Il n’y avait personne ni aucun lieu où je doive aller, où je puisse être en retard. Le monde s’était arrêté, et moi aussi, je m’étais arrêtée. Juste quand je me disais que pour la première fois je ne mesurais plus le temps en heures, un rappel sonore d’une réunion prochaine remplit ma chambre devenue maintenant une sorte de bibliothèque et qui me sert de bureau. Au biiip strident et trois fois répété provenant de mon ordinateur portable, le chien qui dormait se réveille, puis après s’être longuement étiré, retourne à sa sieste de l’après-midi. Sa queue, qui pend du fauteuil me fait penser à des géraniums. Elle est juste là. Comme si la seule raison de son existence était précisément cela, d’être là. Je comprends que les animaux réussissent, eux, à seulement vivre “le moment présent”. Dans le seul but de laisser de côté hier et demain et me concentrer sur l’instant présent, je participe à des groupes de méditation, de yoga, de mindfulness. “Concentre-toi sur ta respiration! Ecoute le chemin qui s’étend de tes doigts à tes cheveux! Inspire, expire. Maintenant, sens-tu le petit doigt de ta main droite?” Non, pas du tout. Je ressens mes mains comme une unité et en les sentant, je pense à un rapport que je dois écrire, à une histoire que je dois terminer. Puis, en pensant que je ressens mes doigts sous le jet d’eau du robinet de l’évier où la vaisselle s’est entassée, mais que non, je ne sens pas mon petit doigt seul, il me vient une envie de pleurer. Non, définitivement non, je n’arrive pas à me concentrer sur mon petit doigt, mon auriculaire. L’auriculaire qui me fait seulement penser à ces milliers d’oreilles attendant le frémissement du printemps dans les sous-bois.

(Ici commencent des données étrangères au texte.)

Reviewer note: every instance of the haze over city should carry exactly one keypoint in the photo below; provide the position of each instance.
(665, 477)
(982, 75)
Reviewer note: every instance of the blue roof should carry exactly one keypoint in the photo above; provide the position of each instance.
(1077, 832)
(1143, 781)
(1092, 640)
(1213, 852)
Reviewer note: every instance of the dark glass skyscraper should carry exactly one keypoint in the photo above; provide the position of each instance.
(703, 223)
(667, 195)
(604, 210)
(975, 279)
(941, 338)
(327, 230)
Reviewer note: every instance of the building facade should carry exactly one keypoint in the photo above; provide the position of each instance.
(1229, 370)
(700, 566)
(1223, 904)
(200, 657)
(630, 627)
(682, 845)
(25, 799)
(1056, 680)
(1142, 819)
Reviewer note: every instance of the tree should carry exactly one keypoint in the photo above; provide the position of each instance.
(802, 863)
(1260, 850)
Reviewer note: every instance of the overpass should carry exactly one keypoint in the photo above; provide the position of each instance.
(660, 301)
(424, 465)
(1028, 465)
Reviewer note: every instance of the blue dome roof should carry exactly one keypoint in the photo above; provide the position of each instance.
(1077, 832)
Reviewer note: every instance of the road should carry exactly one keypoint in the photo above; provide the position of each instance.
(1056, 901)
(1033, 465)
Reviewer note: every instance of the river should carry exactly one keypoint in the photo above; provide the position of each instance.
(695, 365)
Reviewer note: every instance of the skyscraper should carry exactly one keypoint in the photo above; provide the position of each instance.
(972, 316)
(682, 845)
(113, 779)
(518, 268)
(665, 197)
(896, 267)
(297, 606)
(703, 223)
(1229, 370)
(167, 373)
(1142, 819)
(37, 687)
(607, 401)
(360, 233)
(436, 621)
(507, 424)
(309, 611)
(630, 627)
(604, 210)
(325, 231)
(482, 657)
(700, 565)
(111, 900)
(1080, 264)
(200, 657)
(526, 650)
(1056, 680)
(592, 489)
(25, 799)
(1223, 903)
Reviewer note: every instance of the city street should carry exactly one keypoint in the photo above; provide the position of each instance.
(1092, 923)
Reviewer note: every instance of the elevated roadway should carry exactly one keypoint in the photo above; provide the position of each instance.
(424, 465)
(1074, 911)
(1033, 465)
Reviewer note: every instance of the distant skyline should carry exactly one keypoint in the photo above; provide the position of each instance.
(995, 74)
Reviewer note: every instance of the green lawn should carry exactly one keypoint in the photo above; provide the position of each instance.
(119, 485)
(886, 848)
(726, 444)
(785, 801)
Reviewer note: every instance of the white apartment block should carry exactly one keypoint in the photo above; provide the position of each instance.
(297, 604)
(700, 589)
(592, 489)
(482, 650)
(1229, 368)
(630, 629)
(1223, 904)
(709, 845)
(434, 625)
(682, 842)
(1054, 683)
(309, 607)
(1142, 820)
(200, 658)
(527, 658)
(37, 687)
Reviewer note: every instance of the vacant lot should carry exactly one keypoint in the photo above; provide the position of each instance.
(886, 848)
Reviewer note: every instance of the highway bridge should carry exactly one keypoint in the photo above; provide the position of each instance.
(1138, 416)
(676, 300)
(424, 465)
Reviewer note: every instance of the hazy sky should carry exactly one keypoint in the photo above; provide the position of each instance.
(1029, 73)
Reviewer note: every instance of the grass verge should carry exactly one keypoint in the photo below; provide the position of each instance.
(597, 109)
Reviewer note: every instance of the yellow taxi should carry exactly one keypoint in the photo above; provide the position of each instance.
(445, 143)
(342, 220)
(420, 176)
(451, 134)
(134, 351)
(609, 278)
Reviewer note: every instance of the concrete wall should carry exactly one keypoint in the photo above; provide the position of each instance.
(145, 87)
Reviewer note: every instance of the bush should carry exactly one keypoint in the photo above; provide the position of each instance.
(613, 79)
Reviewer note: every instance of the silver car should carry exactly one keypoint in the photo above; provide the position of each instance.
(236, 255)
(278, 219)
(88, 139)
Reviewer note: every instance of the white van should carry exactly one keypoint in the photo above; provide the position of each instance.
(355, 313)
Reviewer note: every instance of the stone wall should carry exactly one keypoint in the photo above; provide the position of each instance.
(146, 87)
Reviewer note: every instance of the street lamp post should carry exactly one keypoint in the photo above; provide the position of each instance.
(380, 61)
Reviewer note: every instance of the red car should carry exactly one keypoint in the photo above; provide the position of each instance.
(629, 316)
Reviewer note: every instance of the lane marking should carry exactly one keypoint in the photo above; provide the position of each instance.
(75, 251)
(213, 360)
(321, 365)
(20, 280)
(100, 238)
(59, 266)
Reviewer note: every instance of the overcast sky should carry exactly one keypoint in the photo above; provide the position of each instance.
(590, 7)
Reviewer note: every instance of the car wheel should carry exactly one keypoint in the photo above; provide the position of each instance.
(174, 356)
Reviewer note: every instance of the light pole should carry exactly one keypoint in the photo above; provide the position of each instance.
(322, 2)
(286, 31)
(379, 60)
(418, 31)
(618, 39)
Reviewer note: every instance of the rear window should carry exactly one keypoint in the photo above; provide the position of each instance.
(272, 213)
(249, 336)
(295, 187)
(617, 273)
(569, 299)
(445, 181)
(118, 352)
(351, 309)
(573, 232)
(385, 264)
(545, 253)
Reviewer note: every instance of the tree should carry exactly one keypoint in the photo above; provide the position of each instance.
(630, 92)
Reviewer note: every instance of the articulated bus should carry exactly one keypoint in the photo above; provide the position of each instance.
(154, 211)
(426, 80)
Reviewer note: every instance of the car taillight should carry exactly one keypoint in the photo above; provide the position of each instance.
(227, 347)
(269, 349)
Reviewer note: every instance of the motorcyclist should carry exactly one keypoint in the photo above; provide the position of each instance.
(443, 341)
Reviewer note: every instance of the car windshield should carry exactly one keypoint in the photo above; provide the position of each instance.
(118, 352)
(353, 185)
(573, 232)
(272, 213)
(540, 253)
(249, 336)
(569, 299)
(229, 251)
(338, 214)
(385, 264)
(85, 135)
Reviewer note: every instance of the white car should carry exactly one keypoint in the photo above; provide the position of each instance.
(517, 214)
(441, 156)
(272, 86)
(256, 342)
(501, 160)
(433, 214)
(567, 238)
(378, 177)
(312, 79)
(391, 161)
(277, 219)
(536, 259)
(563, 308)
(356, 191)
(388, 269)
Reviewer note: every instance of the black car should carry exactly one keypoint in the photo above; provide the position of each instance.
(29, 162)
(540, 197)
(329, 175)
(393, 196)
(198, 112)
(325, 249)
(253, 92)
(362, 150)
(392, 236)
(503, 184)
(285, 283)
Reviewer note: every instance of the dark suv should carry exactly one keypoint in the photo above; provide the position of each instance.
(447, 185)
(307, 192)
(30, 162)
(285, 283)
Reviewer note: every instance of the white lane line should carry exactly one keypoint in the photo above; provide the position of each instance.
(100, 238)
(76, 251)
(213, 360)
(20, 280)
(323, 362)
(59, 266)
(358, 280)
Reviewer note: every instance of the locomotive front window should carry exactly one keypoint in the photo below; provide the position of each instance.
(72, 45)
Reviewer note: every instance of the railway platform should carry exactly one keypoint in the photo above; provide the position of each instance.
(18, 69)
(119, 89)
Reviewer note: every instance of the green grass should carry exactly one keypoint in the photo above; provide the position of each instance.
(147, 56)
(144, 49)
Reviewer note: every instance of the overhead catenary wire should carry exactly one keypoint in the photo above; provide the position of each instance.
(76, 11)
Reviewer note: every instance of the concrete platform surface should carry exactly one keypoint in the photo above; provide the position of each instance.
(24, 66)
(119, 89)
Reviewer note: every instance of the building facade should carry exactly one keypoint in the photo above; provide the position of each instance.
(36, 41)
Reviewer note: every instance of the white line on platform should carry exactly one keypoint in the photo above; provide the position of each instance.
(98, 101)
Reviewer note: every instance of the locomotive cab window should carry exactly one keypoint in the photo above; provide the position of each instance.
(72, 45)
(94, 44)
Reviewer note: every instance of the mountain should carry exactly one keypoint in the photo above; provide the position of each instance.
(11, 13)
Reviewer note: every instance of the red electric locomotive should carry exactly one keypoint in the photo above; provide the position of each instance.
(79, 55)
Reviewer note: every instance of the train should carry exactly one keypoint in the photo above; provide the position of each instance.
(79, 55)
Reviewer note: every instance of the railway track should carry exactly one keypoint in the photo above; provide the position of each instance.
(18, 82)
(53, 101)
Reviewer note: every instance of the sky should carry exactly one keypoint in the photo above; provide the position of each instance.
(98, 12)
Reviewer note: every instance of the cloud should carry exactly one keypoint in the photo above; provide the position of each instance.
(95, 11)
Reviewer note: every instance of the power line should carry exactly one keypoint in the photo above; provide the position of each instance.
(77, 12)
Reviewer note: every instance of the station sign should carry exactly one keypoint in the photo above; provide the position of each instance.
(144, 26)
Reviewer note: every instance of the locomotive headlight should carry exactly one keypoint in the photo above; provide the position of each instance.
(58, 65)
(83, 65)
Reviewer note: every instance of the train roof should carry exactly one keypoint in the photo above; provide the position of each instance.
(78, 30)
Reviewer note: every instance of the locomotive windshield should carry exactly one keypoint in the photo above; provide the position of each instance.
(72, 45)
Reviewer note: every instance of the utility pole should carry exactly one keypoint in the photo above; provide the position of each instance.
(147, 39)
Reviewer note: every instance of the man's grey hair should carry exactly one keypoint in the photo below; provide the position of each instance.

Quand j’étais jeune, je faisais la collection de serviettes. A présent, mes mains, qui, à côté de celle de ma fille, semblent si tristes, ne sont plus bonnes qu’à plier les serviettes pour en faire des fleurs turquoise aux tables de fête et à les déposer près des assiettes. C’est des mains que l’homme vieillit le plus. Le calendrier de nos vies s’écrit dans nos mains. Il reste là. Pour que l’on accumule et mette dans des boîtes – dernièrement, j’ai mis l’espoir dans une boîte. Je l’ai fermée par une prière – n’ayant pas le temps de regarder longuement les boîtes ni de remercier le ciel pour l’existence de mon petit doigt.
Depuis longtemps, je déverse tout dans le vide infini d’internet. Comme tout le monde. Loin de tous mais aussi à tous réliée par des câbles. Notre(ma) vie est devenue une unité de soins intensifs. Tirer un des câbles suffit pour arrêter de respirer ou diminuer le débit en gigas.
Pourtant, comme j’aurais voulu me mêler aux roses qui sont devant ma fenêtre. En vain, car notre vie n’est plus grand chose d’autre que le prolongement et la connexion de câbles. Le monde d’aujourd’hui, une liane toxique qui enserre mes racines!